LCG2 Release Notes



Document identifier:
Date: December 13, 2004
Author: CERN GRID Deployment Group (<support-lcg-deployment@cern.ch>)
Abstract: These notes explain what is in the new release

Contents

Changes from 2_2_0 to 2_3_0

This release contains the usual RH7.3 as well as the full SL release. The released software is identical for both operating systems. Full interoperability between both systems has been verified. In addition to the SL release, a new install method based on a scripted manual install has be created to help with the installation as LCFGng is not supported on SL. The new install method has 3 step. Install the OS, apt-get the rpms, configure node type. The documentation has also been rearranged. We have split the old LCGReleaseNotes into five documents. LCG2 Release Notes, LCG2 LCFG Install, LCG2 LCFG Upgrade, LCG2 New Sites and LCG2 Site Testing.


Major points:
=============

- The following nodes have been certified for SLC3:
  BDII, CE (pbs + condor), MON, Proxy, RB, SE, WN

- A site can now mix RH7.3 nodes with SLC3 nodes, e.g. the typical
  configuration could be all service nodes running RH7.3 with worker
  nodes running SLC3, or vice versa, service nodes on SLC3 with worker nodes
  on RH7.3. The latter configuration may be of some interest given the
  facts the service nodes are exposed to the external connections and
  consequently the security issues may be much bigger than on worker
  nodes; the kernel security patches are coming faster for SLC3 while
  some sites may have a big problem obtaing those patches for the RH7.3.
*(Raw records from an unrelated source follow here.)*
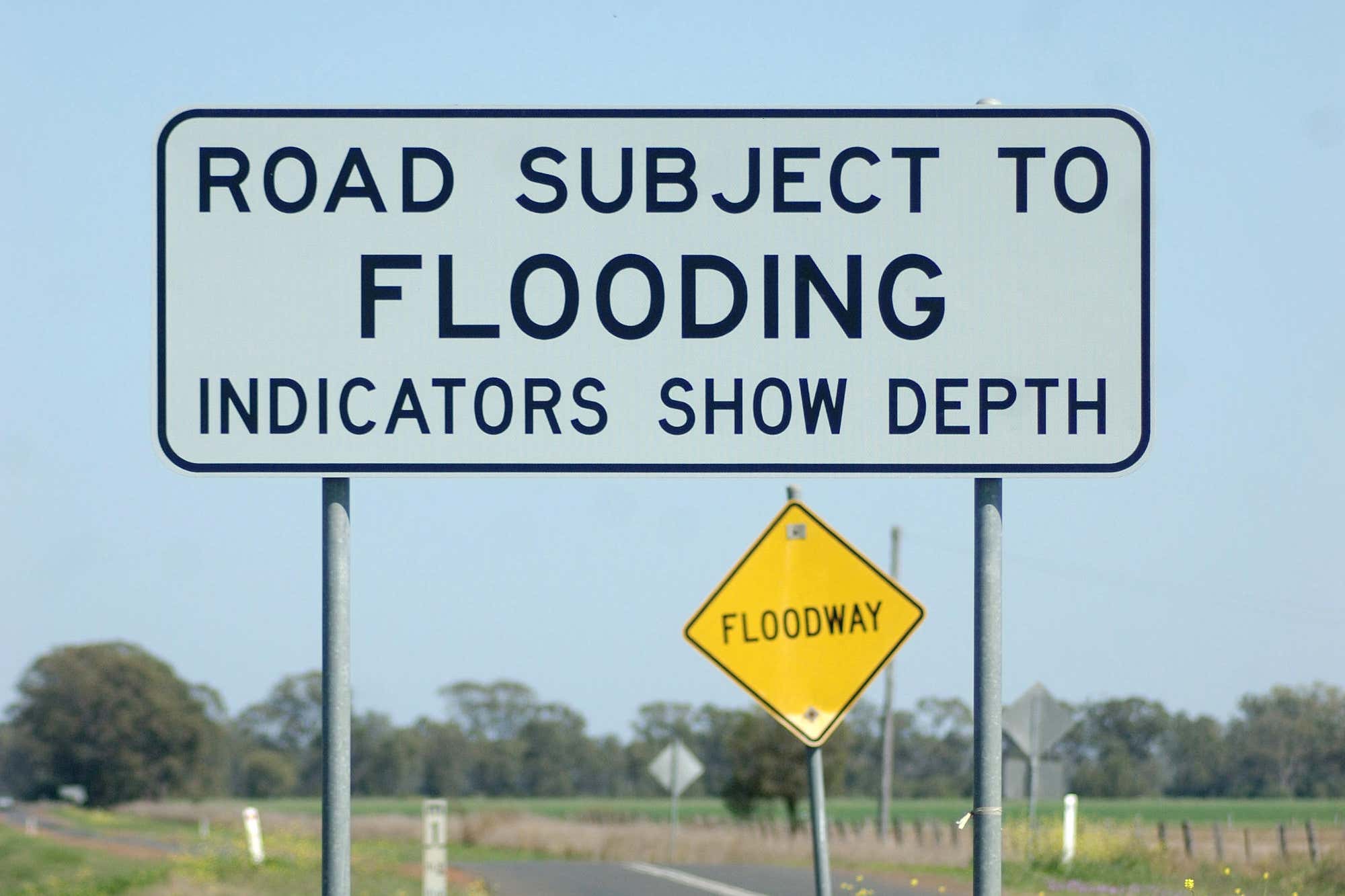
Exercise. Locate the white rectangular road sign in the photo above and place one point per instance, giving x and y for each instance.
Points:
(684, 291)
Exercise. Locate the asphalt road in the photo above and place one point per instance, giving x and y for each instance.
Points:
(640, 879)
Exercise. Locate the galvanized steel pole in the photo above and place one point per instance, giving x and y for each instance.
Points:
(818, 813)
(336, 686)
(890, 727)
(817, 798)
(989, 692)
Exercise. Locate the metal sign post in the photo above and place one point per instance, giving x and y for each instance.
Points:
(817, 798)
(336, 686)
(987, 850)
(890, 727)
(675, 782)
- The inter-site operability has been verified, sites running different
  O/S's will be able to communicate.

- Installation on SLC3 using LCFGng is not supported.

- The APEL accounting packages from GOC is included as part of the release.
  It requires installing R-GMA, which has been already in the previous
  release. The packages parse the log files of the gatekeeper, system messages
  and the PBS events (so far) to extract job information and publish it
  using R-GMA.

- LFC: new high performance LCG File Catalog
    - Based on lessons learned in DC's in last few months 
    - Fixes performance and scalability problems seen in EDG Catalogs
  	Cursors for large queries
  	Timeouts and retries from the client
    - Provides more features than the EDG Catalogs
  	User exposed transaction API
  	Hierarchical namespace and namespace operations
  	Integrated GSI Authentication + Authorization
  	Access Control Lists (Unix Permissions and POSIX ACLs)
  	Checksums
    - Based on existing code base
  	Supports Oracle and MySQL database backends
    - Integration with GFAL and lcg_util complete
    - POOL Integration will be provided (November 2004)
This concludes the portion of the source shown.